Deskripsi Ayam Broiler | Ayam broiler atau ayam pedaging adalah ayam jantan dan ayam betina muda yang berumur 8 minggu ketika dijual dengan bobot tubuh tertentu, mempunyai pertumbuhan yang cepat serta mempunyai dada yang lebar dengan timbunan daging yang baik dan banyak (Rasyaf, 2003).
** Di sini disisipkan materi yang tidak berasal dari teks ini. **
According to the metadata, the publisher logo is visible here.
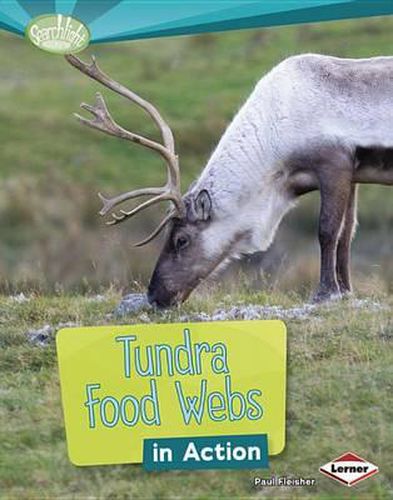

Menurut Ensmiger (1980) yang dinamakan ayam broiler adalah ayam jantan atau betina muda yang dipelihara selama 7-10 minggu dan mempunyai daging yang empuk, lembut, tekstur kulitnya lunak serta tulang dada yang fleksibel. North dan Bell (1990) bahkan memberikan pembatas yang lebih khusus yaitu bahwa ayam broiler adalah ayam yang dijual dengan umur 7-8 minggu dengan berat badan 1,8 kg.
Muslim (1992) menyatakan bahwa pada usia 5-6 minggu ayam broiler telah mencapai berat badan 1,4-1,6 kg, untuk mendapatkan kecepatan pertumbuhan berat badan yang baik ayam pedaging memerlukan ransum yang jumlahnya cukup dan kualitasnya baik.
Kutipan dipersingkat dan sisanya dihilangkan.